"Last Year at Marienbad" features an arithmetic roster of characters— all of whom we only come to know as A, X, and M— who are in an opulent, seemingly deserted European chateau. A, a female, is pursued by X, a man who insists he met her the year before; she cannot remember him. The entirety of the film is essentially a mediation on this conflict that I frankly find near impossible to put into words.

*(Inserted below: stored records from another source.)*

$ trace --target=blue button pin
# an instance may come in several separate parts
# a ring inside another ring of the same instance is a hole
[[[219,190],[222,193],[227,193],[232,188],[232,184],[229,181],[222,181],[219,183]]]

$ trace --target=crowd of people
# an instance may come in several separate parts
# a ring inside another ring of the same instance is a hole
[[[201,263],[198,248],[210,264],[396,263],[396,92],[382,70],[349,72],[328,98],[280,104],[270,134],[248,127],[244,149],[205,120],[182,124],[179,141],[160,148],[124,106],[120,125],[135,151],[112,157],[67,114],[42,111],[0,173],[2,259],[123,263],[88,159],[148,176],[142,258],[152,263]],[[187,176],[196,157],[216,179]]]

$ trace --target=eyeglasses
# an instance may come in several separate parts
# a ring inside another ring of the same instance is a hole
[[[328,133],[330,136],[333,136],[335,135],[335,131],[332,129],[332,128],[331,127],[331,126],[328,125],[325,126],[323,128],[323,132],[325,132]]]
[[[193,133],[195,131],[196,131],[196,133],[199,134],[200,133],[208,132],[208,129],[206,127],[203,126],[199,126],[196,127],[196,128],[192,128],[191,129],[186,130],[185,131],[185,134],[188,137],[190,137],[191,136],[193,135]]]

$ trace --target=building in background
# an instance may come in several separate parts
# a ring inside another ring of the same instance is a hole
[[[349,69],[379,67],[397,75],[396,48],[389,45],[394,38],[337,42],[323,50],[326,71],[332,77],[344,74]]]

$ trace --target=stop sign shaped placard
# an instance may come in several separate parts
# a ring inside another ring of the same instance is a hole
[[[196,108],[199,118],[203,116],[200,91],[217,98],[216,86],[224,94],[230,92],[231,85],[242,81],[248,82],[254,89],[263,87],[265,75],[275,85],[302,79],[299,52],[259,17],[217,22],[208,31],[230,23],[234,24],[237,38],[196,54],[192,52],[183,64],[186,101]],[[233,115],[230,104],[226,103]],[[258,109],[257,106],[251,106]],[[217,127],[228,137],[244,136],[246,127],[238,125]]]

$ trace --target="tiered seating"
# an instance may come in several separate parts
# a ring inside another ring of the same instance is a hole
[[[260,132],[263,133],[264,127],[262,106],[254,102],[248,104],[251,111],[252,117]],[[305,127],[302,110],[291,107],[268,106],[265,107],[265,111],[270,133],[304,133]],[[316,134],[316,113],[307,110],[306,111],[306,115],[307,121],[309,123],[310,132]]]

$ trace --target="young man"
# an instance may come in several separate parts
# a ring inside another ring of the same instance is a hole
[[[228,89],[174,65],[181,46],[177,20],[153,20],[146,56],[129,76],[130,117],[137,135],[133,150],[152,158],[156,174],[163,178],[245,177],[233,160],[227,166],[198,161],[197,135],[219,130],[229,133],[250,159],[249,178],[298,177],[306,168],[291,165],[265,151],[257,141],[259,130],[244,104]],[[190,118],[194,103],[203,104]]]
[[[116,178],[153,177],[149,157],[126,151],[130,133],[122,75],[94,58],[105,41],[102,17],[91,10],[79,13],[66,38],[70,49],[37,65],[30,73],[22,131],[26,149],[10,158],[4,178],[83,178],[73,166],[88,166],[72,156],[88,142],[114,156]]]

The straight truth about this film is that there is really nothing straight at all, and audiences who expect linear and clean-cut narrative structures should probably stay away. "Last Year at Marienbad" is a film that demands its audience to accept what it's offering at face value and allow themselves to be taken along for the journey, no matter how meandering, bizarre, or at times utterly incomprehensible it may be. I would liken it to the filmic equivalent of a hedge maze, though I'm not sure that really does it justice.
There is not much in the way of plot here, but rather a meditative, repetitious engagement with vague themes and settings. The camera floats throughout the ornate chateau, moving through crowds of actors that at times stand still as if portraiture, or ghosts; dialogue fades in and out under the throttling score of a pipe organ, dispensing some portions information and leaving others inaccessible. Phrases, scenes, and images are repeated almost as incantations—we have a context, roughly speaking, but the puzzle still remains unfinished by the end.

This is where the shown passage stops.